BEAM079 Coding Analytics for Accounting and Finance Assignment | UOE

Category	Assignment	Subject	Accounting
University	University of Exeter	Module Title	BEAM079: Coding Analytics for Accounting and Finance

Assignment Option (A) – Social Network Analysis.

Requirement

This assignment investigates Social Network Analysis and requires you to evaluate a network of company directors.

Using data from BoardEx (available via WRDS)1, you are tasked with compiling a network of company directors using your knowledge of Social Network Theory. The network should consist of nodes (the directors) and edges. The edges between each node should be connected only if the directors sit on the same company board in the same year.

Your network should span at least one whole year and include the latest full (calendar) year of data from BoardEx (currently this would be 2023).
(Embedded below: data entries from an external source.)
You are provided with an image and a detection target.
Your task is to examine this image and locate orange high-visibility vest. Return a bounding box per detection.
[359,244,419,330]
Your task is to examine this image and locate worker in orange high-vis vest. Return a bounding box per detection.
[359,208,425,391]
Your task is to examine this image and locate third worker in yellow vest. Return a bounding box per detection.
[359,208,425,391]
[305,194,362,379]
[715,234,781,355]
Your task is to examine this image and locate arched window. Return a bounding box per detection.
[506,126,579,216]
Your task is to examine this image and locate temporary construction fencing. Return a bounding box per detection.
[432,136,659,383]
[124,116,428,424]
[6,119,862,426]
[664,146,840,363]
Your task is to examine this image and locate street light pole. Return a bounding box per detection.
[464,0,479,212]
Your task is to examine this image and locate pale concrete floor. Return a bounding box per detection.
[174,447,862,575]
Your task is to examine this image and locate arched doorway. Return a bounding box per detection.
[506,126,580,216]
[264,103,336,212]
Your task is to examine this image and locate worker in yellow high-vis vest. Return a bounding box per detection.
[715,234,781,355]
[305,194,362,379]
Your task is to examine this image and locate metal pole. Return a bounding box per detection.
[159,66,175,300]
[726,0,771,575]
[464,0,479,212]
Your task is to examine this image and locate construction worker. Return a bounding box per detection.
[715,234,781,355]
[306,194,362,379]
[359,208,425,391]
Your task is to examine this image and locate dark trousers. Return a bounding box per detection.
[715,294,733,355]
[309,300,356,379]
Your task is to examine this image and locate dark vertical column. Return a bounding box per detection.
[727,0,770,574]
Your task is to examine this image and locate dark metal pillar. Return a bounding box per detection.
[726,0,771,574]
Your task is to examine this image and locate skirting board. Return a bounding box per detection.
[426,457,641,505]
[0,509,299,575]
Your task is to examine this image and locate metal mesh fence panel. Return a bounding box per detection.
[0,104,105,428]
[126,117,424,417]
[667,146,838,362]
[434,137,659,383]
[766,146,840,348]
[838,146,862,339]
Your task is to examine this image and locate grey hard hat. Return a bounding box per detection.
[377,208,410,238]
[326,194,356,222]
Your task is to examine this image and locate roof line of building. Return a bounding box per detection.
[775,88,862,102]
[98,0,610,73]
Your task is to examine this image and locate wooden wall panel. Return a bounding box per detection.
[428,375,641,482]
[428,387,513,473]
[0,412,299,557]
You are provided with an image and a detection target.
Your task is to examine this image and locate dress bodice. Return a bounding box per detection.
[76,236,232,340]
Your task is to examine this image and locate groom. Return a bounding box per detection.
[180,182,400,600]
BoardEx has three databases of companies and their directors, US, UK, and Europe; you may use any one of these for your analysis.234

Your analysis should include a statistical investigation into the network you create. Who are the key, central and influential players in the network? Why are they so influential? Do they often represent a particular type of company or companies, or have particular characteristics?
To answer these questions, you should provide information regarding the network in terms of the centrality measures provided to you in class: Degree, Betweenness, Closeness and Eigenvector centrality.

Using your python skills acquired within this module (and elsewhere), your report should seek to provide (but not limited to):

An introduction – A general discussion of Social Network Analysis, the potential application to corporate director networks, what your research goals are, and what you hope to achieve through your analysis.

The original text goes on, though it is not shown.